He told TV3 in an interview on Wednesday October 27 that the Speaker’s ruling had nothing to do with legislative procedure.
Rather, he asserted, it is meant to let the majority of Ghanaians who are opposed to homosexuality to use it as a benchmark for voting in the next general elections.
Mr Bagbin had earlier indicated that the sitting of the committee on the anti-gay bill which is currently before the House will be made public.
In his opening remarks as Parliament reconvened on Tuesday October 27, he said, “the seating of the Committee will be public and the decision of this House will be public. We will want to know where each Member of Parliament comes in.
“I know Ghanaians are expectant and there are over hundred petitions before the Committee of Constitutional, Legal and Parliamentary Affairs. But we will try not allow any Filibustering of this bill. Because it is not only Africa, the whole-world is looking for the outcome of this bill.”
“In fact, it has assumed some different dimensions. For me, this is healthy for a maturing democracy like Ghana. It is important we allow various shapes of opinions to canvass their position on the bill. As Ghanaians, I want to plead that we accommodate the views of others on whatever perception they have and let’s maintain the peace that we have.
“It is a law that will take into consideration the richness of common sense, human decency, morality, fact and logic. At the end of the day it will be a law that will transform this country into something else,” he added.
But Akoto Ampaw said “It is for Members of Parliament to decide whether or not the Bill will be passed. I am sorry to say that this is a bait by the Speaker that everybody votes in public so that Ghanaians will see where they stand. It is a political bait.

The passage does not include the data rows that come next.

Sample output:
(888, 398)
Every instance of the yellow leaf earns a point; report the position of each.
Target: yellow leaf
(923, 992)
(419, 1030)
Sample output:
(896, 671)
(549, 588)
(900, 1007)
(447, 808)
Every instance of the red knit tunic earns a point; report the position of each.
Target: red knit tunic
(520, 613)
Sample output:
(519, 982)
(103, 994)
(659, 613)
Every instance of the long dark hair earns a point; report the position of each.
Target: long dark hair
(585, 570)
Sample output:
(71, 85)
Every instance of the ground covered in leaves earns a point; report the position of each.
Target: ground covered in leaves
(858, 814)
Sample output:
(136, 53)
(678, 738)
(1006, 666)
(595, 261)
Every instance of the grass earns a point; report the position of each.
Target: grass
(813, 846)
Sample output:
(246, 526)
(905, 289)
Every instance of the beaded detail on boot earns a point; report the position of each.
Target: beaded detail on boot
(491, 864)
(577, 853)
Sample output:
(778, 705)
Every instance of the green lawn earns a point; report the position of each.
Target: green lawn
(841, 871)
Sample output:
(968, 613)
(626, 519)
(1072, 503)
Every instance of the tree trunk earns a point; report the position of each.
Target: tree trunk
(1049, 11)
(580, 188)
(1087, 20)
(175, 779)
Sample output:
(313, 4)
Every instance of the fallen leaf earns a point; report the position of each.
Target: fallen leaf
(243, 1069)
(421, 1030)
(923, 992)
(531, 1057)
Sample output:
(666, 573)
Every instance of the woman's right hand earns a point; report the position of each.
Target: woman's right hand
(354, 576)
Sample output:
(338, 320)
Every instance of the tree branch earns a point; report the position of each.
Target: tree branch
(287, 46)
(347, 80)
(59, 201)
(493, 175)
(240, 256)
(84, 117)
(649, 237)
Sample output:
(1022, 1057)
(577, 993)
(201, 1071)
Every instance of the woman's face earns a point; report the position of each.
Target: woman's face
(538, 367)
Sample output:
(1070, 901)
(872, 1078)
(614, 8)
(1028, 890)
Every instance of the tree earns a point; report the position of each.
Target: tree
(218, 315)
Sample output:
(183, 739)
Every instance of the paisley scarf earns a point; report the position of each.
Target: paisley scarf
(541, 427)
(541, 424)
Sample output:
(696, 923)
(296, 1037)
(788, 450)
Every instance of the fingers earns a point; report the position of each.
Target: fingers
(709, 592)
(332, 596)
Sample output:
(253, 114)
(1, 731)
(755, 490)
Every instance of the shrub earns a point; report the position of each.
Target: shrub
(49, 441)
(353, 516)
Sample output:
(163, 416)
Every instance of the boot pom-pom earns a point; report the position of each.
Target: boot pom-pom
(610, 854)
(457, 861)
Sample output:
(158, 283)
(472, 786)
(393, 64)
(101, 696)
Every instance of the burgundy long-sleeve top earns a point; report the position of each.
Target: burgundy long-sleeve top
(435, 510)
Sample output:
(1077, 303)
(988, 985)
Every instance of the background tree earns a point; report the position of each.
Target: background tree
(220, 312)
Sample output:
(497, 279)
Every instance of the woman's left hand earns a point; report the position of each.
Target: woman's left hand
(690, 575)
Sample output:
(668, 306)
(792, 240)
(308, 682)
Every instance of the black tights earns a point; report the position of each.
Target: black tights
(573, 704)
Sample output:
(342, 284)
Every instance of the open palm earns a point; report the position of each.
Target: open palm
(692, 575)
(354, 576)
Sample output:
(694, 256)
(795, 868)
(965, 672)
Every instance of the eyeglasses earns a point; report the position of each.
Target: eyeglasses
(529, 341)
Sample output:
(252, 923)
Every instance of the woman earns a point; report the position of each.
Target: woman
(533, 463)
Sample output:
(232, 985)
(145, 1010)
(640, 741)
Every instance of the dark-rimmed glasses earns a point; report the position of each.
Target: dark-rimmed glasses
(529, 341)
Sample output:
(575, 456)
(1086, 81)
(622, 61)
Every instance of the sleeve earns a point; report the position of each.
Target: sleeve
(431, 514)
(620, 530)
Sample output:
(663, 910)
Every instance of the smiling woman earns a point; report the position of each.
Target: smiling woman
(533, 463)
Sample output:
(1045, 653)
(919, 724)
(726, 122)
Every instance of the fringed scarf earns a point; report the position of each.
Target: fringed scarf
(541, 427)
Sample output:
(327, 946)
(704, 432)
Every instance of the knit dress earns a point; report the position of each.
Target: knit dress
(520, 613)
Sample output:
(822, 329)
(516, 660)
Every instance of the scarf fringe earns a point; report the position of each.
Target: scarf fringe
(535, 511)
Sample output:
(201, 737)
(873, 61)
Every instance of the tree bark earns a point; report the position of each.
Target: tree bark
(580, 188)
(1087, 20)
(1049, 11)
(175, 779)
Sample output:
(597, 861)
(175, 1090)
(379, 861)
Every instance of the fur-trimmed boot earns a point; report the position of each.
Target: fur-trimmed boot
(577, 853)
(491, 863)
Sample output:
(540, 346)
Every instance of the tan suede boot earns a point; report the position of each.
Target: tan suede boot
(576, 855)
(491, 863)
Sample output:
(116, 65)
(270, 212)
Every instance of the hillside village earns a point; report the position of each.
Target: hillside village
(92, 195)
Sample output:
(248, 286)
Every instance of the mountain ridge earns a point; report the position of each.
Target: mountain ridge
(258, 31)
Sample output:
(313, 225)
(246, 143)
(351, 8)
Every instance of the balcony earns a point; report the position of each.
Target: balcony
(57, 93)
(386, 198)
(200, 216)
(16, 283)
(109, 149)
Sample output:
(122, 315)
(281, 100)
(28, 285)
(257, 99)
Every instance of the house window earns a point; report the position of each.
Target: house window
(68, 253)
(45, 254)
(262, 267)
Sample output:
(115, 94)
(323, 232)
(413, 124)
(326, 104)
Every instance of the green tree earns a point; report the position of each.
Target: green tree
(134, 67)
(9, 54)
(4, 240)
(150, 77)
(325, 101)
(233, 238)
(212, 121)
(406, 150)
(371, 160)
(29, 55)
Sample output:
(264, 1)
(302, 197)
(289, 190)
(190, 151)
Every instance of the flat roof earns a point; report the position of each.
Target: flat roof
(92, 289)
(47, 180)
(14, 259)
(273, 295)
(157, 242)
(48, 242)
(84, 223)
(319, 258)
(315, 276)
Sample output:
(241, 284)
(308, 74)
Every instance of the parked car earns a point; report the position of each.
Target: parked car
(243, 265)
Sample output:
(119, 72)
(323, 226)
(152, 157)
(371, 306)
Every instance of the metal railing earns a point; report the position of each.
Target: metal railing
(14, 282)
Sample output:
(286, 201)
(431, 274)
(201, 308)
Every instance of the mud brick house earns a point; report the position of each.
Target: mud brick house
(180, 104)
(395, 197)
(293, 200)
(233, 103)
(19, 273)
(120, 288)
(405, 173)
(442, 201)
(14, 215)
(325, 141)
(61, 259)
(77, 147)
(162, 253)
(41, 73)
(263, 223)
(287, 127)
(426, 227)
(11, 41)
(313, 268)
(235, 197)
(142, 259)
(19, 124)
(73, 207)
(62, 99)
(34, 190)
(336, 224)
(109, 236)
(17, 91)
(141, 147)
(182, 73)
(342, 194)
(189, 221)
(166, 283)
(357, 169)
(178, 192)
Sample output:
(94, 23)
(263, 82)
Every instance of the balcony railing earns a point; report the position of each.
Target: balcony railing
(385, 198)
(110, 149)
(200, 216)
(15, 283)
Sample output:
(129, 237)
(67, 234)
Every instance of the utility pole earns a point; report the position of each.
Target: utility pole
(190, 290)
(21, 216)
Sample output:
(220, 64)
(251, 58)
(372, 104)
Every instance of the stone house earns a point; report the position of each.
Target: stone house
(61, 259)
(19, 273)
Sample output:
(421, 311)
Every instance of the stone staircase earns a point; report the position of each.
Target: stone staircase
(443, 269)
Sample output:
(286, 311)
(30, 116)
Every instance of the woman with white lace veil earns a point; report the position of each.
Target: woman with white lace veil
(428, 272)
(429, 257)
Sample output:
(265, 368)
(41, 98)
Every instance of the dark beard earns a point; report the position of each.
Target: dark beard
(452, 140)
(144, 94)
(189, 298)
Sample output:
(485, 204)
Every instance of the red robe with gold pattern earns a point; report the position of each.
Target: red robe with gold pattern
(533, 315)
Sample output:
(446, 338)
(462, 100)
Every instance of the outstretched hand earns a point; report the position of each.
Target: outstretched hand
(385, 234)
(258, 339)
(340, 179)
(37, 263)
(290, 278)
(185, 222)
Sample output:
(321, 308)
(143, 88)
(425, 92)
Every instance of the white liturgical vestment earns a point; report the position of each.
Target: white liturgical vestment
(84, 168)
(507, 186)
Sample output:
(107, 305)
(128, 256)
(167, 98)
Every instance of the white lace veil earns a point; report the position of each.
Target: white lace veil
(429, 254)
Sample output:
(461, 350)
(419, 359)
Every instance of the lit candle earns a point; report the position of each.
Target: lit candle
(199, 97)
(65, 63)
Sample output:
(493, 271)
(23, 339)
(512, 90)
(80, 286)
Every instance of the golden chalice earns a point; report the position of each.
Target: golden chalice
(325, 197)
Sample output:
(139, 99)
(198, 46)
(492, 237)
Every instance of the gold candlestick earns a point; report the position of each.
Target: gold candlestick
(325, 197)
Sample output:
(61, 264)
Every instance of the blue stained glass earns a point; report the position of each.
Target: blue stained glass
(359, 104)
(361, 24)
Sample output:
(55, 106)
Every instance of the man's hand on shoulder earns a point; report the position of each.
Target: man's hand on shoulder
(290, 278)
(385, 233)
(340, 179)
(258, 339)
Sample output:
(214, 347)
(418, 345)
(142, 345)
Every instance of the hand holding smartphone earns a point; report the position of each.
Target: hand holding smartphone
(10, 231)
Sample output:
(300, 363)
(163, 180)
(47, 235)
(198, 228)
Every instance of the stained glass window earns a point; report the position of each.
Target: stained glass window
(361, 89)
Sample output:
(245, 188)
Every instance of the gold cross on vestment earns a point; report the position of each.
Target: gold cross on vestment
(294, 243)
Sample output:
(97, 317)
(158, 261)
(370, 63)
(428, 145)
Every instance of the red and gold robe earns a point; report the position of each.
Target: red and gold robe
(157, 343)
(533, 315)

“It is not a legislative process. So that the vast majority of Ghanaians who are opposed to homosexuality, as the CDD survey suggests, will use this as a benchmark for political elections, it has nothing to do with the constitutionality of the bill.”
The Promotion of Proper Human Sexual Rights and Ghanaian Family Values Bill was laid in the House on Monday, August 2 and read for the first time.
Reading for the first time, a clerk in the legislative assembly stated that the Bill proscribes lesbian, gay, bi-sexual, transgender, queer and intersex (LGBTQI) and other related activities and propaganda or advocacy and promotion for same.
It also came to light that it supports protection for children and persons who are victims or accused of homosexuality.
Second Deputy Speaker Andrew Asiamah Amoako referred the Bill to the Constitutional, Legal and Parliamentary Committee for consideration.
“For the first time, it is referred to the Committee on Constitutional, Legal and Parliamentary Affairs for consideration and report,” Mr Asiamah Amoako, who is also the MP for Fomena, directed.
The controversial bill has already divided opinion in the Ghanaian public discourse.
While some, particularly the religious and traditional groupings, have supported the Bill and hopeful of its passing, others say it could incur the wrath of the international community against Ghana.